From things I’ve heard, this is already going on to an extent, behind the scenes. But here is where it all goes wrong. I don’t think that’s what Iran wants. Or could take even if offered. And I don’t think when it’s out in the open, it will be accepted by the US either.
I think the president suckled a narrative with his mother’s milk that told him that everything America did was wrong and in particular everything Reagan did was wrong. (To be fair, it was from the perspective of a red diaper baby.) So, as he announced, he intends to reverse everything that Reagan did and everything America does abroad. Because if that was wrong, then this will bring peace everlasting, right?
To make it worse, being a man of my generation (groan) I think he’s imbibed too much of what I call the style of plotting of “Kirk’s trick.” You know, faced with a centuries long problem, Captain Kirk finds the one facile trick that fixes everything.
It’s a beautiful story, but that’s not how real life works.
I think it was this bizarre idea of Kirk’s trick that led him to traipse into Fast and Furious, because finding that our guns were killing Mexicans we’d give up our guns – of course! – and that of course would make it easier for the government to fundamentally transform us.

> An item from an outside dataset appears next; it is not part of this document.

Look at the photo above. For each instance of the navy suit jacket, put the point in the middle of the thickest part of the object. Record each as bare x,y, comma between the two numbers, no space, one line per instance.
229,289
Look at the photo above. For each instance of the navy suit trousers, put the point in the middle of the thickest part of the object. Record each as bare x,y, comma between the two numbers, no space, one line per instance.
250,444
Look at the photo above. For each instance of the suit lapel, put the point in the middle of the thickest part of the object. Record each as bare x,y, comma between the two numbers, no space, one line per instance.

I don’t know what he thinks he can do to make us think an alliance with Iran is acceptable, or if he just hopes to somehow subdue us into compliance.
What I do know is that the story in his head is very seductive (to him) but the real world has a hundred different ways to balk it. And then he gets upset, because stories tell him this should work.

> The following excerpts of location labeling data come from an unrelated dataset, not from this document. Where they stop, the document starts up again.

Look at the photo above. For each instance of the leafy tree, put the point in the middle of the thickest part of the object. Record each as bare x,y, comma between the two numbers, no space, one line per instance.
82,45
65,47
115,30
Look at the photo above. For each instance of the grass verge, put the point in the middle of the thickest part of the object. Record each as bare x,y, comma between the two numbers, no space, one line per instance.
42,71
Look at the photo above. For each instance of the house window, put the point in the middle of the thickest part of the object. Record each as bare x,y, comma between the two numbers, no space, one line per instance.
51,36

It goes without saying that having a man who thinks in stories in power is a problem. But it is important too to strive to write “realer” stories. I say that as someone whose son yelled at her recently that what’s wrong with her current novel is that she forgot the world outside the seacity existed. (I’m fixing it, I’m fixing it – grumble.)

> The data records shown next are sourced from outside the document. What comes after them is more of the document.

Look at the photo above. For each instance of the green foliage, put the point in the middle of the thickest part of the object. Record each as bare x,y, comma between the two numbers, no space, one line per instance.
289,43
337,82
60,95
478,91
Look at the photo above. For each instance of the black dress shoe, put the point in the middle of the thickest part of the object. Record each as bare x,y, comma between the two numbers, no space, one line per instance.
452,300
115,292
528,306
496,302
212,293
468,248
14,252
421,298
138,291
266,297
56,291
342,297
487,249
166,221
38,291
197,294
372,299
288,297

But more important, we must remember that there are stories and there is reality. When the all pervasive stories of the left are wrong it’s important to remember that doesn’t mean the opposite is right. It’s entirely possible for just as solid a narrative to be wrong. In fact too solid a narrative will be wrong. Real life is composed of millions of individual stories and therefore unpredictable.
And it’s important to remember that, as we head into interesting times.
UPDATE: I’ve changed To The Dragons so that it snow feels “Tuned” right. I spent the entire friggen night dreaming of the care and feeding of dragons, so I hope it’s right. It’s up in the subscriber space. It will have to fit around the other stuff, but I’ll try to update semi-regularly.